O’Keeffe also suggests that musicians monitor COVID-19 transmission rates in their communities, so they know the likelihood that a person with COVID-19 is present. Disease-tracking metrics used by the Brown University School of Public Health in Providence, R.I., indicate that more than 10 new cases a day for every 100,000 people in a region constitutes higher risk. Musicians may feel safer, too, when more than 70 percent of their community is fully vaccinated, adopting the vaccination goal from the White House COVID-19 task force.

An industry transformed

When I asked musicians how COVID-19 changed their musical activity, their answers reflected both the economic and emotional fallout of last spring’s lockdowns.

“Before COVID, I was working at my [former] high school as a school aide while giving lessons there as well,” says Elijah Herring, a saxophone student who graduated from New York’s Brooklyn College this spring. “Because the school system closed down, I lost my job.
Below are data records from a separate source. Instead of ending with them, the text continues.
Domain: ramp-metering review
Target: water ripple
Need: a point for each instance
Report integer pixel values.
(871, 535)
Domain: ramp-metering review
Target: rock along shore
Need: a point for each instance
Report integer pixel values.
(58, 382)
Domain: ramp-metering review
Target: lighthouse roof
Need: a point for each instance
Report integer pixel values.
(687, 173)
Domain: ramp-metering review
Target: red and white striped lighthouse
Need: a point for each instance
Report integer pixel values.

I wasn’t able to get unemployment benefits until June or July.… I had to street perform to make ends meet, to pay bills, to take care of my mom.”
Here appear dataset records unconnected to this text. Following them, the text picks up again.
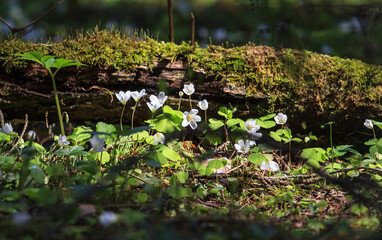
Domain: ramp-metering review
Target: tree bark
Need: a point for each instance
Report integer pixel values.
(309, 87)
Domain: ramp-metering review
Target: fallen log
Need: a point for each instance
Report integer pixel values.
(310, 87)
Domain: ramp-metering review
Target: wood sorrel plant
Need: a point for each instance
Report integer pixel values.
(50, 62)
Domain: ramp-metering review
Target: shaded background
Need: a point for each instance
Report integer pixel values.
(350, 28)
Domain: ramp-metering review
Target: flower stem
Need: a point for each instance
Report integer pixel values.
(152, 119)
(132, 117)
(180, 101)
(120, 120)
(57, 103)
(376, 155)
(331, 145)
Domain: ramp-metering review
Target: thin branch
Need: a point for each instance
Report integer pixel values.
(15, 30)
(1, 119)
(20, 137)
(192, 29)
(171, 25)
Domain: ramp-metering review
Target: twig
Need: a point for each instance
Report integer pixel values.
(171, 25)
(192, 29)
(1, 119)
(21, 136)
(140, 179)
(15, 30)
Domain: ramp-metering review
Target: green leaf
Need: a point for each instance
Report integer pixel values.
(296, 140)
(311, 163)
(106, 128)
(38, 175)
(234, 121)
(73, 151)
(182, 176)
(223, 111)
(104, 156)
(287, 133)
(4, 137)
(62, 63)
(257, 158)
(166, 123)
(177, 192)
(89, 166)
(275, 136)
(43, 196)
(216, 164)
(353, 173)
(80, 135)
(32, 56)
(267, 117)
(170, 154)
(265, 124)
(215, 124)
(140, 135)
(156, 156)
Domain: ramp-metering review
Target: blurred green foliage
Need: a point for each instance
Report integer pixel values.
(341, 28)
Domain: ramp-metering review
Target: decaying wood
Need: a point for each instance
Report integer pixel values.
(86, 92)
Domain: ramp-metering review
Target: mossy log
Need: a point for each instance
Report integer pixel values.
(312, 87)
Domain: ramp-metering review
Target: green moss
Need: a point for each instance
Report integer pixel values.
(286, 77)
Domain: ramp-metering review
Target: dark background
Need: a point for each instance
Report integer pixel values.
(342, 28)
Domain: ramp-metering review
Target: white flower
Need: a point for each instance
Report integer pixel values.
(281, 118)
(190, 118)
(252, 128)
(20, 218)
(123, 97)
(242, 147)
(224, 170)
(107, 218)
(137, 95)
(189, 89)
(203, 104)
(161, 97)
(97, 143)
(7, 128)
(159, 138)
(368, 123)
(272, 165)
(157, 102)
(62, 141)
(153, 107)
(31, 135)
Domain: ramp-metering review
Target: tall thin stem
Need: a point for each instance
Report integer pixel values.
(120, 120)
(376, 148)
(57, 103)
(132, 117)
(180, 102)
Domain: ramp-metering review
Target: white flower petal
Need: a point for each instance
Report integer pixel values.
(185, 123)
(197, 118)
(194, 111)
(264, 165)
(368, 123)
(193, 125)
(107, 218)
In the short term, COVID-19 was a blow to the music world. Musicians lost income as well as motivation to practice or compose; some left the industry altogether. But in the long term, the pandemic has transformed how many musicians think about their profession.

“Music is a privilege,” says Orion White, a saxophone student at the University of Idaho in Moscow. “It’s something that really sticks with you; it changes you. It can be almost religious if you let it be, and I took that for granted. Not anymore.”

This sentiment is heightened by the layers of added challenge needed to play — any performance, group practice or even informal jam session now requires intensive safety and trust. Before they can start playing, musicians must trust each other with their vaccination status and other health information. I’ve led discussions in my own band, developing practice guidelines that incorporate health needs and risk comfort levels.

Audiences seem to acknowledge the effort that goes into performing. Andrews and Herring both say that they’re getting more money from busking now than they did before the pandemic.

The Rude Mechanical Orchestra had our first pandemic practice that included wind instruments on May 18 this year. We gathered outside, by the river, a few blocks away from our old basement practice space.

We had agreed to strict guidelines — all wind players had to be fully vaccinated, with masks and bell covers on. So only four people opted to play a wind instrument. Still, a tuba, two trombones, a clarinet and a lot of percussion was enough to bring melodies to life. We played through some of our classic tunes, pausing to talk through song structure and enjoy the breeze.

At one point, a small girl with a loose ponytail approached us and began dancing to the music. She didn’t know that we were out of practice or that half of the drummers were trained in other instruments. But her dance echoed our joy in being back together.